Riskler yerküre ile sınırlı değil; 65 milyon yıl önce dinazorların sonunu getiren iklim değişikliği, uzayın derinliklerinden gelen astroitlerin Dünya'ya çarpması sonucu oluşmuştu.
Peki günümüzde de asteroit tehdidi yok mu?
Bilim insanları, bunun yanıtını kozmozda arıyor. Bulgular gezegenimizde türlerin yok olup tekrar sahneye çıkışlarının 30 milyon yıllık döngülerle gerçekleştiği yönünde.
Peki neden türlerin yok oluşlerı 30 milyon yıllık döngülerle gerçekleşiyor?
Bilim insanlarına göre sorumlu "karanlık madde".
Ona "karanlık madde" deniyor; çünkü onu göremiyoruz, görüntüleyemiyoruz. Varlığını evrendeki madde dağılımından ve kütlesel çekim gücünden hareketle saptayabiliyoruz; galaksileri birbirine bağlıyor ve evreni şekillendiriyor.
Yapılan hesaplara göre bu gizemli madde, görünür yani evreni oluşturan normal maddenin beş katından daha fazla. Hatırlarsanız evrenin kabaca yüzde 5'i normal maddeden oluşuyor.
Peki, karanlık madde ile türlerin yok oluşu arasındaki bağı nasıl kuruyoruz?
Karanlık maddenin genel olarak galaksilerin içinde yoğunlaştığı biliniyor.
Örneğin, Samanyolu Galaksisi'ni, merkezinde devasa bir kara delik bulunan devasa bir disk olarak düşünün. Güneş, dev bir diski andıran bu yapının içinde küçük ölçekli bir yıldız.
Güneş sistemi dahil tüm yıldızlar ve diğer gök cisimleri galaksi merkezi etrafında dönmekteler. Güneş Sistemi galaktik turunu yaparken, karanlık madde içinden geçmekte ve bu sırada çok güçlü bir kütle çekim etkisi altında kalmakta. Bu çekimin etkisiyle daha önce etkisi dışında kalan gök cisimlerini kendine doğru çekiyor. Bu süreçte Dünya bir anlamda bir asteroit yağmuru altında kalıyor.
Tehdit yalnızca asteroitler değil; galaktik geçiş sırasında karanlık madde parçacıkları ile etkileşim sonucu Dünya'nın iç yapısında ısınma oluşuyor. Bu durum dev volkan patlamalarının oluşmasına neden olurken gökyüzü dumanlarla kaplanıyor ve beraberinde iklim değişikliği ve kitlesel ölümler gerçekleşiyor.

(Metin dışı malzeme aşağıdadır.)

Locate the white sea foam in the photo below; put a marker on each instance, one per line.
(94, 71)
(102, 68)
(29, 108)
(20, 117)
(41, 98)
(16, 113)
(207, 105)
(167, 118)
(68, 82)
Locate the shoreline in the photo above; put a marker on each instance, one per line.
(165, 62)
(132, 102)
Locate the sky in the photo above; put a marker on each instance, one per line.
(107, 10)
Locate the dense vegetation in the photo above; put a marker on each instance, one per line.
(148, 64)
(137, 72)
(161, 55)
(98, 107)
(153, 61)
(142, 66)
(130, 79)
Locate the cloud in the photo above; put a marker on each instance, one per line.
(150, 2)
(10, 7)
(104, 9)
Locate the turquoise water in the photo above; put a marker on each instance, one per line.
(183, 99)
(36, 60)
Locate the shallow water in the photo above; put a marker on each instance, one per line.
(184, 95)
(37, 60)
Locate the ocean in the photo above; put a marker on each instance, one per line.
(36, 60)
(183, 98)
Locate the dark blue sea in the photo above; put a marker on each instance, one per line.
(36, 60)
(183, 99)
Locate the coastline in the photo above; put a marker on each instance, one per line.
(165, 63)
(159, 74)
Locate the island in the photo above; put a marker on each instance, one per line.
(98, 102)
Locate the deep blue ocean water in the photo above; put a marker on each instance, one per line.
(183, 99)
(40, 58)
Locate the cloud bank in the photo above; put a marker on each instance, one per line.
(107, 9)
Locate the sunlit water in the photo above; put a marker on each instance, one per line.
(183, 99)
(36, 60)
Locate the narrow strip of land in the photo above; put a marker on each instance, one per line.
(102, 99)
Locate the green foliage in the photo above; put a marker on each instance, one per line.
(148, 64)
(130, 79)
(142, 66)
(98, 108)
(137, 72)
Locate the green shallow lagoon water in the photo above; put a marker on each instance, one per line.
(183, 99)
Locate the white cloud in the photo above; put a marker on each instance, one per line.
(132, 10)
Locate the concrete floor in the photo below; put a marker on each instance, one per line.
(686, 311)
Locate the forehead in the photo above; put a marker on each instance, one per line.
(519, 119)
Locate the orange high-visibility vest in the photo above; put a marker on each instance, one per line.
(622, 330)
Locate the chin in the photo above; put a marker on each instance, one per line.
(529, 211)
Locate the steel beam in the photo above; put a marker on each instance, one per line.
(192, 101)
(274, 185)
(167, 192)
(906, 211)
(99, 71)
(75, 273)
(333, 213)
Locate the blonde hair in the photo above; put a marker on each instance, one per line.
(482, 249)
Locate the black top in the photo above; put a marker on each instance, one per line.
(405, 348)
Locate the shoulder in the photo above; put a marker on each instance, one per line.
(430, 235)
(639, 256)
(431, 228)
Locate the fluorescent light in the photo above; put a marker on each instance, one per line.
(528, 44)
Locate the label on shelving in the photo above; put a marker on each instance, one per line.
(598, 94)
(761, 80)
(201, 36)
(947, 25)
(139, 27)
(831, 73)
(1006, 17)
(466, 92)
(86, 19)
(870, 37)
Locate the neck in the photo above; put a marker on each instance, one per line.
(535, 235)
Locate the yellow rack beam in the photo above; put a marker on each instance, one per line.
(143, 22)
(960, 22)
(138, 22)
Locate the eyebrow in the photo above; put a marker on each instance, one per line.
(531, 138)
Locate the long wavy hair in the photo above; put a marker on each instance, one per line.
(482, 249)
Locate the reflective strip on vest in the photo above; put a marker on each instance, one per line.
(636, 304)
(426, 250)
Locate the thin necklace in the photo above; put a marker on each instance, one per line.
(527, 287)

Ve süreç, genellikle yeryüzündeki baskın türün yok olması ile sonlanıyor.
Bu olaylarda 30 milyon yıllık galaktik bir döngü olduğunun fark edilmesi, yerküre üzerindeki türlerin yok oluşunun sistematik bir düzen içinde olmasını anlamak için son derece önemli.
Bilim insanları, Güneş Sistemi'nin son birkaç milyon yıldır Samanyolu Galaksi'sinin yoğun diski boyunca geçiş yapmakta olduğunu ve bu nedenle bir asteroid yağmurunun bizi bekliyor olabileceğini belirtiyorlar.
Oldukça korkutucu.
Ama işin doğası gereği, Güneş Sistemi'miz galaktik düzlemden geçmeye devam edecek.
Neyseki tüm bunlar henüz öngörü. Ama yanlışlanmadı.
Yalnızca afetler değil, son yüzyıl içinde başka neler yaşanmadı ki: İki dünya savaşı, soğuk savaş, bölgesel savaşlar ve görünürde bir de uzay savaşları var; insanın bir türlü doymak bilmeyen iştahını ya da egosunu yalnızca savaşlar mı doyurabiliyor?
İnsan için en büyük tehdit insanın kendisi olmuyor mu?
Depremler kontrolümüzde olmayabilir, ama kontrollü olmak bizim elimizde. Küresel ısınmaya dur demek ise tümüyle bizim elimizde.
Galaktik geçişlerde ise şansımıza güvenmekten başka yapacak bir şey yok!